The top of Fig. 1 represents the stakeholder group surrounding the DataON platform. In this paper, the developer group, manager group, researcher group, and research fund support group are set as the core interest groups of the DataON platform.
Developer groups are very interested in APIs that can leverage research data or metadata managed by the platform. Types of developers can range from developers developing systems from other institutions that can work with the platform, to individual developers developing mashup services. A group of managers can deposit large amounts of research data from their institutions on the DataON platform. Administrators can also hope that platform data is retrieved from their institution’s search service. A group of researchers can deposit their research data into the DataON platform. Research funding groups may be interested in the management and utilization of research data generated from research grants.
5. NATIONAL RESEARCH DATA PLATFORM: DATA ON EVALUATION PERSPECTIVES AND CRITERIA DEVELOPMENT
The survey was conducted on the same experts who participated in the evaluation of OpenAIRE and DataON functions and services. We investigated the current DataON platform construction stage. The survey results are shown in the table below. Table 1 shows the recognition status of each stakeholder group about the platform construction stage. Two experts judged the level of DataON at the prototype development stage, and three experts considered the platform construction stage. Five experts judged it to be a test stage and two experts judged it to be a service start-up and operation stage. The data manager group determined that all DataON levels were in the testing phase. Taken together, DataON is currently at the platform building and testing stage.
Table 1. Recognition status of each stakeholder group about the platform construction stage
Experts provided evidence for evaluating the level of the platform. The following is a summary of the developer group’s comments on the platform. First, the implementation of basic functions is considered to be completed, and it is necessary to collect the base data for DataON operation. Second, it is concisely built on essential functions as a national research data platform and seems to focus on stable operation. Third, DataON needs to develop additional functions of OpenAIRE.
The following is an aggregate of comments from the management group on the platform. First, it seems that the platform has been established and the service has been started, but if it is diagnosed by referring to the contents and user status currently registered, it is determined that a certain group of users is testing it. Second, there is not much data construction, so it seems a bit too much to service in general. It would be better if an additional test is performed for each user, and more data needs to be built. Third, not all services are currently working, and there are errors and possibilities for improvements in the interface.

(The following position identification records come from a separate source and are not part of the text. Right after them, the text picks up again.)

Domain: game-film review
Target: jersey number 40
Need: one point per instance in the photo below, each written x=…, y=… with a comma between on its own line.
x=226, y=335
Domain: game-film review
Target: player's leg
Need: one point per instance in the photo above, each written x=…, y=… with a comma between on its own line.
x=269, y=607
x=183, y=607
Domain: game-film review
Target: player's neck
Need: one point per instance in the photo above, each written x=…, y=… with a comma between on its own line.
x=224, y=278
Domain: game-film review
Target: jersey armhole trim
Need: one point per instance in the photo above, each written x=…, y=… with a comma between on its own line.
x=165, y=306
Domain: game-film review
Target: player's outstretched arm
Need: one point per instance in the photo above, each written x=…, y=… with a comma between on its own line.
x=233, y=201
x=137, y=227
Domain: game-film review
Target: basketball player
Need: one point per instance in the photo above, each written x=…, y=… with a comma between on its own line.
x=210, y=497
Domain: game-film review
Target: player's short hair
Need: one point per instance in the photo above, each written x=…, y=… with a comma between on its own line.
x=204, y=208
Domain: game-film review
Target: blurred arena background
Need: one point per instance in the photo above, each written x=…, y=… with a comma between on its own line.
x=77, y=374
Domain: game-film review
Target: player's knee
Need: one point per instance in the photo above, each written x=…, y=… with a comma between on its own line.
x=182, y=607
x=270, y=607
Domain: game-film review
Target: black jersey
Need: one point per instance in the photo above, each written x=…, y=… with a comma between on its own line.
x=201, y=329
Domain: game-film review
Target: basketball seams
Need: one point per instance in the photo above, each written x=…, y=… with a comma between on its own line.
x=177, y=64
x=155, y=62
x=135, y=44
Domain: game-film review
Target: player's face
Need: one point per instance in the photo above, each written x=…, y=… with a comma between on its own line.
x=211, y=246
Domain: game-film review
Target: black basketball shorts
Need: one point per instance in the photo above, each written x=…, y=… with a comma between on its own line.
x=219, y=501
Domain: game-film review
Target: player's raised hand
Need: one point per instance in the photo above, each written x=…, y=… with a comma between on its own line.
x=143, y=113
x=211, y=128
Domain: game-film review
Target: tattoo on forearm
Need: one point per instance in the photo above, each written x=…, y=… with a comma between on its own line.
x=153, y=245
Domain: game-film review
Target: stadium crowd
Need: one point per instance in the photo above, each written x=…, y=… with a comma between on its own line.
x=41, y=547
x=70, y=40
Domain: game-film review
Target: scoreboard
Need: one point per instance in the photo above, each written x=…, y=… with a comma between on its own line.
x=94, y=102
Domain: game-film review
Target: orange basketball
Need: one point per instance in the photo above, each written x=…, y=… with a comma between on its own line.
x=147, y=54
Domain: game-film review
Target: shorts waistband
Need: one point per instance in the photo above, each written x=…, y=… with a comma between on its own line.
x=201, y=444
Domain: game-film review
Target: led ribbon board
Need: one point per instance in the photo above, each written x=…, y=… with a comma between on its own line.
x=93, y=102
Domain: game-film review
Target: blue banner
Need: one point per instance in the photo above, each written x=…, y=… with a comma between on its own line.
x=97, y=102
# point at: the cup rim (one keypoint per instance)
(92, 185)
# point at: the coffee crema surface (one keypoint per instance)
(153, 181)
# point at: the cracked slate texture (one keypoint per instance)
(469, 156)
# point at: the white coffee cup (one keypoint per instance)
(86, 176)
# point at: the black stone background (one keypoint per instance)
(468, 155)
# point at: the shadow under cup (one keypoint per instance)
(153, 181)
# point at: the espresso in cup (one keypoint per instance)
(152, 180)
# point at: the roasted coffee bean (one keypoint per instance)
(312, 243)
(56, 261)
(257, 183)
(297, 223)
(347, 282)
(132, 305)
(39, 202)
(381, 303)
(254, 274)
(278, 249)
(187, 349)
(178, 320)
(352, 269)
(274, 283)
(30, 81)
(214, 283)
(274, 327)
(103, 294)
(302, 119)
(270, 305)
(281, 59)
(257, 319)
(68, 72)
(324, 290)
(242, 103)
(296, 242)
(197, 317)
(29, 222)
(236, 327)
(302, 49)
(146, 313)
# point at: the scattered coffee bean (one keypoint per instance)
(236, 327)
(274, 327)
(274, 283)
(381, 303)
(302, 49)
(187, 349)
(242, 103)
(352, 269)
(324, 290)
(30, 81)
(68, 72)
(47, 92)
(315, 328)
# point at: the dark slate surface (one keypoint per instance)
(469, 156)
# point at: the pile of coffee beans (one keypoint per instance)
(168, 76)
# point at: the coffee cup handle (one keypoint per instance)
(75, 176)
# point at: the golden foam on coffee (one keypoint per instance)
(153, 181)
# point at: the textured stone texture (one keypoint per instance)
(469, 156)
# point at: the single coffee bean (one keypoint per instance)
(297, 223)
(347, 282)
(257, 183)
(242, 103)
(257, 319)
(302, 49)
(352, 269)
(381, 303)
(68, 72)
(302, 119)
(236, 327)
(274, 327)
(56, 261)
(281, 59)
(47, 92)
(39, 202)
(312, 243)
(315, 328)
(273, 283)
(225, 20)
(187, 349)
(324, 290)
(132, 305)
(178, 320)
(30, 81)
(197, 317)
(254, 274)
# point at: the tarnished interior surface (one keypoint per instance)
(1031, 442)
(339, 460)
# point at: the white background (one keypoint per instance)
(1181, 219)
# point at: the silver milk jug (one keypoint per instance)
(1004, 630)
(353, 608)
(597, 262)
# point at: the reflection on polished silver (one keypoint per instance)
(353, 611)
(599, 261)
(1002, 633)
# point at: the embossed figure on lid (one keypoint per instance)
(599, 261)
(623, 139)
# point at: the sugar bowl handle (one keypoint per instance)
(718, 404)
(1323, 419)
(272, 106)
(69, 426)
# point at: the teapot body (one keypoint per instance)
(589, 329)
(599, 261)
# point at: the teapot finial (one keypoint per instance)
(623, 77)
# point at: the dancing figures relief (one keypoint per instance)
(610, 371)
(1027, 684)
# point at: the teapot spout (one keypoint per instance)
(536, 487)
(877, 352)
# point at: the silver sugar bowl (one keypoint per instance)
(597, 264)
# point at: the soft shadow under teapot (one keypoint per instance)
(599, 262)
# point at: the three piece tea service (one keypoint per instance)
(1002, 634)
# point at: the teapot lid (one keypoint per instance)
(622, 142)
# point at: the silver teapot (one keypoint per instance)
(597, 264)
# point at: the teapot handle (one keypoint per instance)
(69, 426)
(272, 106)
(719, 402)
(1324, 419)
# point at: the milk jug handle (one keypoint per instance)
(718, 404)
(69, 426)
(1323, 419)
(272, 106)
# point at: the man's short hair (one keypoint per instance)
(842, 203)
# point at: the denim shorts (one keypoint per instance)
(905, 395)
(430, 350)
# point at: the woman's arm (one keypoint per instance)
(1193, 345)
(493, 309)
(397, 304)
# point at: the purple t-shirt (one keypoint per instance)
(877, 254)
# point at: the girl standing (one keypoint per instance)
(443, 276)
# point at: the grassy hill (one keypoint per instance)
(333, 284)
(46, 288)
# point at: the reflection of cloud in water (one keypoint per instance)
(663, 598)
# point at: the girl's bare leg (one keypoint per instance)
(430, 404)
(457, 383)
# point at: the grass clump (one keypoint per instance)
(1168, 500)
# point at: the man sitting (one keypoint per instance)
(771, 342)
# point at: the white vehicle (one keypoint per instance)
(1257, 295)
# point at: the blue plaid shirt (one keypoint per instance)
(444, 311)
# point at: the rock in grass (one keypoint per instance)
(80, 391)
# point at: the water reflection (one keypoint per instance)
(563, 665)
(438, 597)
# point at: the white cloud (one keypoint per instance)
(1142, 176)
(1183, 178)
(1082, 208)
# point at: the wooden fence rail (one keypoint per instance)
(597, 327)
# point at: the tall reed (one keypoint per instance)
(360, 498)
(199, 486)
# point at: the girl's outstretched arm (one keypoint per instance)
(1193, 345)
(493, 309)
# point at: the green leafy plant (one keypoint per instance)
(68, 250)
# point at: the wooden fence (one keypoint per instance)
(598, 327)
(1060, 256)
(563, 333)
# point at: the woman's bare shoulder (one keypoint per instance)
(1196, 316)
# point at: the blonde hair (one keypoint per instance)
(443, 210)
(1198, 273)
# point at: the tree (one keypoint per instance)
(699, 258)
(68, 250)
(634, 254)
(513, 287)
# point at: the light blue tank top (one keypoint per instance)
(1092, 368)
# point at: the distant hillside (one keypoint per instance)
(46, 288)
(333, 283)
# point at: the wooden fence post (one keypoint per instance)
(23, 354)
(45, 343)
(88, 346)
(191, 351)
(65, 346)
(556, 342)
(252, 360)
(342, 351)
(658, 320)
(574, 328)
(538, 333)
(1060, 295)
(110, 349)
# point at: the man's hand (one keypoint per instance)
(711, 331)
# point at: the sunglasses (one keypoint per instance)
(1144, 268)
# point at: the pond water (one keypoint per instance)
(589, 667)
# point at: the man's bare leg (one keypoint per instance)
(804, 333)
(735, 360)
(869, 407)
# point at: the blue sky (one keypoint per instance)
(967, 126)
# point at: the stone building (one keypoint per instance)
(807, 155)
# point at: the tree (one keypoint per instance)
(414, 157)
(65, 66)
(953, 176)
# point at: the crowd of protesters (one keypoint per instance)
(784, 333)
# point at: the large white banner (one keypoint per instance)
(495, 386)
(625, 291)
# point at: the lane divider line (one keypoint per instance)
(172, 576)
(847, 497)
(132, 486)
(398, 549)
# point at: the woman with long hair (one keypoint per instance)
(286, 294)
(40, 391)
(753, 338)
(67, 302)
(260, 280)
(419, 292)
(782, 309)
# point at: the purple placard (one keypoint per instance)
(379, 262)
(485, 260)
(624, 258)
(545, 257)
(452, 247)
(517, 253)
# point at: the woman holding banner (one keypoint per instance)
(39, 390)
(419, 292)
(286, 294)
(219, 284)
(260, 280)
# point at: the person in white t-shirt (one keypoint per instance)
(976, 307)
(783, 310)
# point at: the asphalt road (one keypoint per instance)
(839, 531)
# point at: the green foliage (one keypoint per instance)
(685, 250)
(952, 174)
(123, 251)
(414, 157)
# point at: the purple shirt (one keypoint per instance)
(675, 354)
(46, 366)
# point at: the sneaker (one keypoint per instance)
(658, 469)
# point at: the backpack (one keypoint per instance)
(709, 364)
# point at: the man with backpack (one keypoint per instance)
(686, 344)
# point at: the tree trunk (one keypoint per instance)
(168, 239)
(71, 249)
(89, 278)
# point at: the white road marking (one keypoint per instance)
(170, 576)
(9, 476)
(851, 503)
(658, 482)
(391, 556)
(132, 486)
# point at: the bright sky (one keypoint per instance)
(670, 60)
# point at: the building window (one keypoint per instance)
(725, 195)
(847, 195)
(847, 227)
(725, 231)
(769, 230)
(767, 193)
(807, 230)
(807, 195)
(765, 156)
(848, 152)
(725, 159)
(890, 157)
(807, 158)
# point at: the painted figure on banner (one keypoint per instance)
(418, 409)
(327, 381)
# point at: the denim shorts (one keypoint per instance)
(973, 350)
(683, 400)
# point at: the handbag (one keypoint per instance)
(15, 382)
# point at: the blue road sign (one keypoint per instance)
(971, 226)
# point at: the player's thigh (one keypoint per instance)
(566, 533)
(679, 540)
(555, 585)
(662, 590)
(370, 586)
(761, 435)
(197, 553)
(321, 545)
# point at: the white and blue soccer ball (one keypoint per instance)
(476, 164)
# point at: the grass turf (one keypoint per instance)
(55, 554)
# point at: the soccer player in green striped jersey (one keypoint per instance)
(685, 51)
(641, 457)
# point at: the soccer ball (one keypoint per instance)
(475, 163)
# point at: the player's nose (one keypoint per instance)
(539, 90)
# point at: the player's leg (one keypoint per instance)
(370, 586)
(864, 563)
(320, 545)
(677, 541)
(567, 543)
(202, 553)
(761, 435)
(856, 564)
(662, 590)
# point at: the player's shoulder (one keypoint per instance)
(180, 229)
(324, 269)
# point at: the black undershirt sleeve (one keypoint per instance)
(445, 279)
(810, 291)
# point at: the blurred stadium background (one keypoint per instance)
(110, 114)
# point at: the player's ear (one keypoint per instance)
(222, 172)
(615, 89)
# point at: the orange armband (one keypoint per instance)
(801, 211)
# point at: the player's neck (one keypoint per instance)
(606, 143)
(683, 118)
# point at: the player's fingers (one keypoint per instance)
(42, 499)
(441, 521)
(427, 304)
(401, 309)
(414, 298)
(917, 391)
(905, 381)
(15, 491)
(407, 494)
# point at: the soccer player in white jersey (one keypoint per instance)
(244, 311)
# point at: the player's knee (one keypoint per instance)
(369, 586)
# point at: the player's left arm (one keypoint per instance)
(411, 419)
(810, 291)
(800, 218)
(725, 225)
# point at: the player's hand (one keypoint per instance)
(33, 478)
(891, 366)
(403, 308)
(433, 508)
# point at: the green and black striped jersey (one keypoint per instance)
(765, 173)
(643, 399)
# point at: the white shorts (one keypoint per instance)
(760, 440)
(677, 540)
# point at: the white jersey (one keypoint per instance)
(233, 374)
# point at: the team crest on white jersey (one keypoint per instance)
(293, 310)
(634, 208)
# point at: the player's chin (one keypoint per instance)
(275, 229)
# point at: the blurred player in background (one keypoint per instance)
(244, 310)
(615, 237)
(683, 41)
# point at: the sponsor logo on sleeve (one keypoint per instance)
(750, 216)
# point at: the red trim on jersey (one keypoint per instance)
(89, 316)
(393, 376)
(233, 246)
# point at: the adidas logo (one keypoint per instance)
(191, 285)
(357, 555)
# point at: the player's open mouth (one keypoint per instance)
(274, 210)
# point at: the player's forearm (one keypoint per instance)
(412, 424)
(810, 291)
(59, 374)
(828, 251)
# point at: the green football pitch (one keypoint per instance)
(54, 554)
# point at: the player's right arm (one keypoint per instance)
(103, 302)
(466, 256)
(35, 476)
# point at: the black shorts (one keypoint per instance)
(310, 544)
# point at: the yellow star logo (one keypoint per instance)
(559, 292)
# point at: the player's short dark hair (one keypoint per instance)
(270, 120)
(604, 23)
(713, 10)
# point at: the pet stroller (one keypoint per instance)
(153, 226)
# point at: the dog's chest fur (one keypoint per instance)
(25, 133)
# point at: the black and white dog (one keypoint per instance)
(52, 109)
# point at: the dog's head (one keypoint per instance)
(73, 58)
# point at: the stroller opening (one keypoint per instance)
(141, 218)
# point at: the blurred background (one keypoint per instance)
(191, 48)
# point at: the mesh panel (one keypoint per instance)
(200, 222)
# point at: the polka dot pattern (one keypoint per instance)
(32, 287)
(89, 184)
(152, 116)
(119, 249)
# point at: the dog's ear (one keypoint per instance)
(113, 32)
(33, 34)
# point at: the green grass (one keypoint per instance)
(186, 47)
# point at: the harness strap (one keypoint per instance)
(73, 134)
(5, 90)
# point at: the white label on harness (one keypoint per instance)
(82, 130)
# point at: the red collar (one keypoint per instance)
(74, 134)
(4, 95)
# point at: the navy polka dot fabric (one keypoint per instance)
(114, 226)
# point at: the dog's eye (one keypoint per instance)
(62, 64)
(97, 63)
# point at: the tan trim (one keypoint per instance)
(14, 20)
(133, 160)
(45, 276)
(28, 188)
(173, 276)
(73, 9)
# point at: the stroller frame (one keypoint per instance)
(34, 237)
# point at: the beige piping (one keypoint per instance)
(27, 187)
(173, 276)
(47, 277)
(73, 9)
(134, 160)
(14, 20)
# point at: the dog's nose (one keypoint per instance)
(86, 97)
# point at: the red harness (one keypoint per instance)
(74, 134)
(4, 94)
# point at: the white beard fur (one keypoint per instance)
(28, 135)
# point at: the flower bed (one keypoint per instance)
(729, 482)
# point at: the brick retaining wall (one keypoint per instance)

The following is a summary of researchers’ opinions on the platform. First, more features need to be added for platform services, and errors need to be corrected. Second, although it shows the function implemented, it is necessary to reflect the opinion of many demands for service. Third, the frame of the platform is established, but functional improvement is in progress.
The following is an aggregate of opinions from a group of funding agencies on the platform. First, it is judged as a function definition and implementation stage. Second, after the relevant data DB is built, it is not verified, so it is judged as the platform construction stage. Third, it is estimated that there will be many trial and errors and inquiries when the researcher requests data registration and actually conducts the management operation in the research institute.
5.1. DataON Analysis
In order to analyze the functions and services of the DataON platform, we used importance, stability, and usability as the criteria for evaluation. Significance refers to the major extent of the function or service given the purpose of the research data platform. Stability refers to the degree to which a function or service operates reliably as intended. Usability refers to the degree to which features or services are easy to use. In the evaluation method, the importance, stability, and usability of each function and service were measured on a 5-point scale. Fig. 2 shows the result of comparing the importance, stability, and usability of the functions and services of OpenAIRE and DataON. The functions and services provided by OpenAIRE and DataON are composed of a total of 57 by allowing duplicates. As of 2018, OpenAIRE is providing 42 functions, and 21 of them (50%) are also known to be provided by DataON. Meanwhile, DataON provides 15 functions that are not provided by OpenAIRE. Likert scale 5-point scale was used to evaluate the importance, stability, and usability of DataON platform function compared to OpenAIRE function. The importance was measured from 1 to 5 points and the stability and usability from -2 to 2 points. The closer the importance is to 5 points, the higher the importance. If the stability and usability are -2, OpenAIRE is very good. In addition, it is designed to mean that DataON is very excellent in the case of 2 points.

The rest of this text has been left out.